Consider the set $D$ representing the search space of the problem and thus the domain of the function and the undirected graph $G$, where each element of $D$ is assigned a node in $G$, and each node in $G$ has edges which connect it to its neighbours in $D$. We then remove elements from $D$ until the objective function has no non-global local optima over this domain and no plateaus exist (i.e. the value of the cost function at each point in the domain is different from the value of the cost function at each of its neighbours). Every time we remove an element $e$ from $D$, we remove the corresponding node from the graph $G$ and add edges which directly connect each neighbour of $e$ to each other, thus they become each others’ new neighbours. The number of elements which remain in the domain after this process is applied is designated $N$. If $N$ is a non-negligible proportion of $#(D)$ (i.e. significantly greater than the proportion of $#({$possible global optima$})$ to $#(D)$) then the function is a useful objective function.

Whilst this works well for the function which definitely is useful and the definitely not useful boolean function, this process applied to the random function seems incorrect, as the number of elements that would lead to a function with no local optima IS a non-negligible proportion of the total domain.

Is my definition on the right track?

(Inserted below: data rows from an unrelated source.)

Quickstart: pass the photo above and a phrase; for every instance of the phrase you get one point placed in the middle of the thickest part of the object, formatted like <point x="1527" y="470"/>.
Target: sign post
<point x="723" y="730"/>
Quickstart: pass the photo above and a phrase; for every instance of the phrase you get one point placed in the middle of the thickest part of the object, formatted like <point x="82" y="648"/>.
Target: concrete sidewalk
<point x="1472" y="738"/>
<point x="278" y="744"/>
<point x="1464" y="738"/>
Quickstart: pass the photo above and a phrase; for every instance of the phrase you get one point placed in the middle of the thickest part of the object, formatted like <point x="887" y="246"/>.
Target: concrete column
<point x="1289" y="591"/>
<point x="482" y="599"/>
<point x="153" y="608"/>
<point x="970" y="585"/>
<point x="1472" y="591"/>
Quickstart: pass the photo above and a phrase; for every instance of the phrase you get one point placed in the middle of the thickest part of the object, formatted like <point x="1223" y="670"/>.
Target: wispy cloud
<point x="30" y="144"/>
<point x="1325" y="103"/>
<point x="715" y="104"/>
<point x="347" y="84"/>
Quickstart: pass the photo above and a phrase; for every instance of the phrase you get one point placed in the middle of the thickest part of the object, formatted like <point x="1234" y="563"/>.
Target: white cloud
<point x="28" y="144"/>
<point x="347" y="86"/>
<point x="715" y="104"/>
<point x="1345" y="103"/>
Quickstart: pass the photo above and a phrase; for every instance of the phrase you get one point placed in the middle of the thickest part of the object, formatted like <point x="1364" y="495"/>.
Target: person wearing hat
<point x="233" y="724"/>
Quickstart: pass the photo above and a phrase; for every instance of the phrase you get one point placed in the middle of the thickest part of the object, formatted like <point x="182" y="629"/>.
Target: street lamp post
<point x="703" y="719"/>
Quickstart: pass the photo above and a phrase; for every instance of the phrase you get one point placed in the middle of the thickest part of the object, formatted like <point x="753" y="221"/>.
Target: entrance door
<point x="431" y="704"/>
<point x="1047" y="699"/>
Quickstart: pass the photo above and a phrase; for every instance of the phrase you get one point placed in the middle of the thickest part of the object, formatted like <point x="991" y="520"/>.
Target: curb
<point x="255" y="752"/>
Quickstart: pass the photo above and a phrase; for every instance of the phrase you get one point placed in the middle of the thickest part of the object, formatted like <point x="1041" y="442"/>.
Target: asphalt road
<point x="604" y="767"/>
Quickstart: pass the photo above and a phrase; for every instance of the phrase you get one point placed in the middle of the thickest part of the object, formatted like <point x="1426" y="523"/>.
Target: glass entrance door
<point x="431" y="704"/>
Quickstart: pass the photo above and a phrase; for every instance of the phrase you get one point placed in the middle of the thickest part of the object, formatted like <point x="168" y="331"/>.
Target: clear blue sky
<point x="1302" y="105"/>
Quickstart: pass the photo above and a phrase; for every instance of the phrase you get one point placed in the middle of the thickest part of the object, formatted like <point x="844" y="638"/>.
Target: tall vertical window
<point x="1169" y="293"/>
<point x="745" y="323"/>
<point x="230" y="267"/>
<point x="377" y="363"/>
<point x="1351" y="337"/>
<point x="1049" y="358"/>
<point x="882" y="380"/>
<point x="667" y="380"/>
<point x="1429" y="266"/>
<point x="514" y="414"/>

Is this a well known question I just can’t figure out how to find the answer to? Does there exist some optimisation algorithm that would theoretically be able to find the optimum of a completely random function faster than exhaustive search, or is my assertion that it wouldn’t be able to correct?

In conclusion, what is different about the first function that makes it a good candidate for optimisation to any other functions which are not.